If you need a guarantee that an fd is netpoller-backed, use the net package types.


Cross-References to Standards

The Go syscall machinery sits on top of:

  • POSIX threads (IEEE Std 1003.1-2017): provides pthread_create, pthread_kill, signal semantics. Go does not use libc's pthreads on Linux but matches their semantics.
  • Linux clone(2) (man 2 clone): the kernel interface Go uses directly on Linux.
  • Linux epoll(7) (man 7 epoll): the netpoller's Linux backend.
  • BSD kqueue(2): macOS/FreeBSD netpoller backend.
  • Windows IOCP (I/O Completion Ports, MSDN): Windows netpoller backend.
  • POSIX signals (man 7 signal): how the runtime delivers signals to specific threads.

For Go-specific design references:

  • Scalable Go Scheduler Design (Dmitry Vyukov, 2012) — the original GMP design.
  • Go proposal 24543: "Non-cooperative goroutine preemption" — added async preemption in Go 1.14.
  • runtime/HACKING.md — invariants of the scheduler.
  • runtime/proc.go comment headers — describe each function's contract.

These are the references a Go runtime engineer reaches for.

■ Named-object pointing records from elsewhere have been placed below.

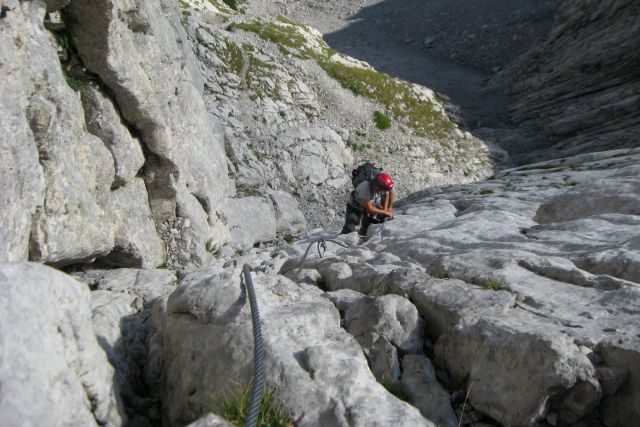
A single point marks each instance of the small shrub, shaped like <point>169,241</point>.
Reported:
<point>379,290</point>
<point>235,408</point>
<point>492,284</point>
<point>382,120</point>
<point>247,191</point>
<point>234,4</point>
<point>323,282</point>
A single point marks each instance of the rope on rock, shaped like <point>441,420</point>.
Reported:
<point>258,353</point>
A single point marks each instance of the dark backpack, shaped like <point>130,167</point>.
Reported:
<point>364,172</point>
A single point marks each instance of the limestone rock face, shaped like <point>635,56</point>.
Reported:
<point>616,195</point>
<point>104,122</point>
<point>509,297</point>
<point>53,370</point>
<point>120,304</point>
<point>292,126</point>
<point>318,370</point>
<point>425,393</point>
<point>251,220</point>
<point>289,217</point>
<point>185,170</point>
<point>71,213</point>
<point>580,85</point>
<point>136,241</point>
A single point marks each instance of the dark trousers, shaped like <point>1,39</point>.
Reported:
<point>354,216</point>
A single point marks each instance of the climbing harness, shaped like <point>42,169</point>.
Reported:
<point>258,353</point>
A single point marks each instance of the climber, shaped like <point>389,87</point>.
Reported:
<point>371,202</point>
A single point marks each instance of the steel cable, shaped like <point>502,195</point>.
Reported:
<point>258,352</point>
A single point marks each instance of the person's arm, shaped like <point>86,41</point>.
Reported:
<point>388,201</point>
<point>372,210</point>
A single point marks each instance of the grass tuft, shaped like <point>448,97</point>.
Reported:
<point>382,120</point>
<point>323,282</point>
<point>235,408</point>
<point>492,284</point>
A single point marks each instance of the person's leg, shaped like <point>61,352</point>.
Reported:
<point>365,225</point>
<point>352,219</point>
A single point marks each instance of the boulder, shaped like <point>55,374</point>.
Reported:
<point>614,195</point>
<point>420,384</point>
<point>317,370</point>
<point>159,95</point>
<point>67,171</point>
<point>251,220</point>
<point>621,408</point>
<point>105,122</point>
<point>390,316</point>
<point>499,356</point>
<point>53,370</point>
<point>289,217</point>
<point>121,305</point>
<point>136,243</point>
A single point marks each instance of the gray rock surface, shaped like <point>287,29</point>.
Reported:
<point>510,296</point>
<point>136,243</point>
<point>318,371</point>
<point>121,303</point>
<point>53,371</point>
<point>105,122</point>
<point>310,128</point>
<point>419,382</point>
<point>211,420</point>
<point>289,217</point>
<point>185,170</point>
<point>579,85</point>
<point>251,220</point>
<point>70,216</point>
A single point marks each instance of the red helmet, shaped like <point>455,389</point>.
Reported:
<point>384,180</point>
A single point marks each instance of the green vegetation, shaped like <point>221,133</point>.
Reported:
<point>257,73</point>
<point>323,282</point>
<point>403,100</point>
<point>379,290</point>
<point>357,147</point>
<point>248,191</point>
<point>382,120</point>
<point>420,115</point>
<point>284,35</point>
<point>395,388</point>
<point>492,284</point>
<point>235,408</point>
<point>74,82</point>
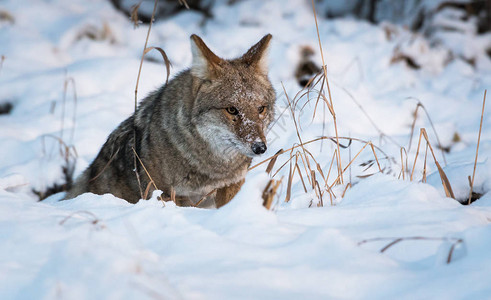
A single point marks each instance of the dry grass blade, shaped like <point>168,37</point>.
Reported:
<point>148,174</point>
<point>416,156</point>
<point>300,174</point>
<point>331,106</point>
<point>394,241</point>
<point>172,194</point>
<point>134,14</point>
<point>413,125</point>
<point>403,172</point>
<point>135,165</point>
<point>424,166</point>
<point>185,3</point>
<point>315,140</point>
<point>164,57</point>
<point>270,192</point>
<point>289,185</point>
<point>432,127</point>
<point>271,164</point>
<point>376,158</point>
<point>345,189</point>
<point>445,182</point>
<point>477,148</point>
<point>2,59</point>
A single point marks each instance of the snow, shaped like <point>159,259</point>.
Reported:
<point>70,71</point>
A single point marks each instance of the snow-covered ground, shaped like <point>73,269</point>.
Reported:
<point>101,247</point>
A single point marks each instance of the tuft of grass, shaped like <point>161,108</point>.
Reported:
<point>445,182</point>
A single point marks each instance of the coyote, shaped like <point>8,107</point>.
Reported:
<point>195,136</point>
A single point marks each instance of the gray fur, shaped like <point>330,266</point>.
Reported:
<point>184,135</point>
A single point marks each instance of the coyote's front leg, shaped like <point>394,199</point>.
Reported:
<point>225,194</point>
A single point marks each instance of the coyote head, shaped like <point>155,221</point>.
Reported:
<point>234,99</point>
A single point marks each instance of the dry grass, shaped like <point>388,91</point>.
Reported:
<point>146,49</point>
<point>2,59</point>
<point>477,148</point>
<point>393,241</point>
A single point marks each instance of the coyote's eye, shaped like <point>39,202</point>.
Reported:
<point>232,110</point>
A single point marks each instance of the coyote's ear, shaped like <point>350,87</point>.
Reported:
<point>257,56</point>
<point>205,63</point>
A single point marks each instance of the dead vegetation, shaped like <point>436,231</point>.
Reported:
<point>66,149</point>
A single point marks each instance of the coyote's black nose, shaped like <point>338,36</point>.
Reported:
<point>259,148</point>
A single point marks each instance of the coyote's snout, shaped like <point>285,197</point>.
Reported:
<point>196,135</point>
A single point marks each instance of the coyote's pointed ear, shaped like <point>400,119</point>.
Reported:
<point>205,63</point>
<point>257,56</point>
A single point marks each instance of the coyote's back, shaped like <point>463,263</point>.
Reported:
<point>195,136</point>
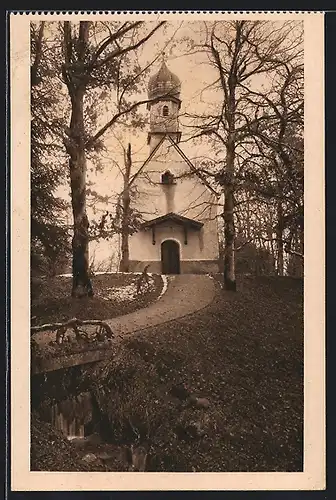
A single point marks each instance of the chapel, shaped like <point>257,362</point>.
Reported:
<point>179,233</point>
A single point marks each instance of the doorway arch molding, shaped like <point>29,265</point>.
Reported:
<point>170,256</point>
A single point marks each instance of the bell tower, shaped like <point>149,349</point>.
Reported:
<point>164,90</point>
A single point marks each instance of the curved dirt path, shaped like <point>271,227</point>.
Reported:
<point>186,293</point>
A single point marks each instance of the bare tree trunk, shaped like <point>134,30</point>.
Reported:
<point>279,238</point>
<point>229,226</point>
<point>229,229</point>
<point>81,284</point>
<point>124,263</point>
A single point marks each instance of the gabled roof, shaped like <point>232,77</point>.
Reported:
<point>184,157</point>
<point>172,217</point>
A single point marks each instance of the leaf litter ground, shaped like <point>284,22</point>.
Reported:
<point>243,353</point>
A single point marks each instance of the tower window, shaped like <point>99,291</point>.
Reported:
<point>167,178</point>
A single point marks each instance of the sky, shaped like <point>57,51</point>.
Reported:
<point>178,41</point>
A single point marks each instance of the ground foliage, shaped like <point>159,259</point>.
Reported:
<point>50,450</point>
<point>244,353</point>
<point>51,301</point>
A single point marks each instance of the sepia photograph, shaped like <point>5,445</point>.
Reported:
<point>167,245</point>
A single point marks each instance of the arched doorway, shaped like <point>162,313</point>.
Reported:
<point>170,257</point>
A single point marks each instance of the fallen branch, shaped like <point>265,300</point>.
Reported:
<point>104,329</point>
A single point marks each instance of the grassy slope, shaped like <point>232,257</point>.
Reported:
<point>245,354</point>
<point>52,302</point>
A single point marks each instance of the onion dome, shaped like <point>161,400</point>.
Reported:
<point>164,82</point>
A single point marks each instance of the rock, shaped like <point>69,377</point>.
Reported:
<point>180,391</point>
<point>139,459</point>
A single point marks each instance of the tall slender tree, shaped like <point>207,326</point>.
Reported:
<point>242,53</point>
<point>49,237</point>
<point>90,65</point>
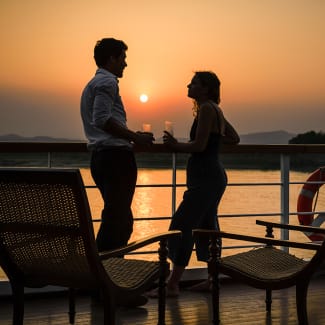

As a user, you typically need only the godoc and the HACKING.md.


Summary

The Go language specification says almost nothing about syscalls — only that goroutines run concurrently. The runtime documentation contracts a small but important set of guarantees:

  • A syscall does not block other goroutines.
  • LockOSThread pins a goroutine to its thread.
  • runtime.SetMaxThreads caps OS threads (default 10000).
  • Network I/O via net package uses the netpoller.

A larger set of behaviours is implementation-defined: the 10 µs sysmon threshold, the M-pool size, VDSO usage, exact CAS sequences. Production code should not depend on these.

The runtime maintains strict invariants on goroutine/P/M states across the syscall transitions. The CAS race between sysmon's handoff and exitsyscallfast's re-attach is the central piece of lock-free machinery in the syscall path.

For interfaces with hardware or other languages (cgo, OS APIs), LockOSThread provides the only stable thread-affinity contract. Use it deliberately, understand its cost.

When in doubt, consult runtime/HACKING.md and the godoc; do not reverse-engineer guarantees from current behaviour.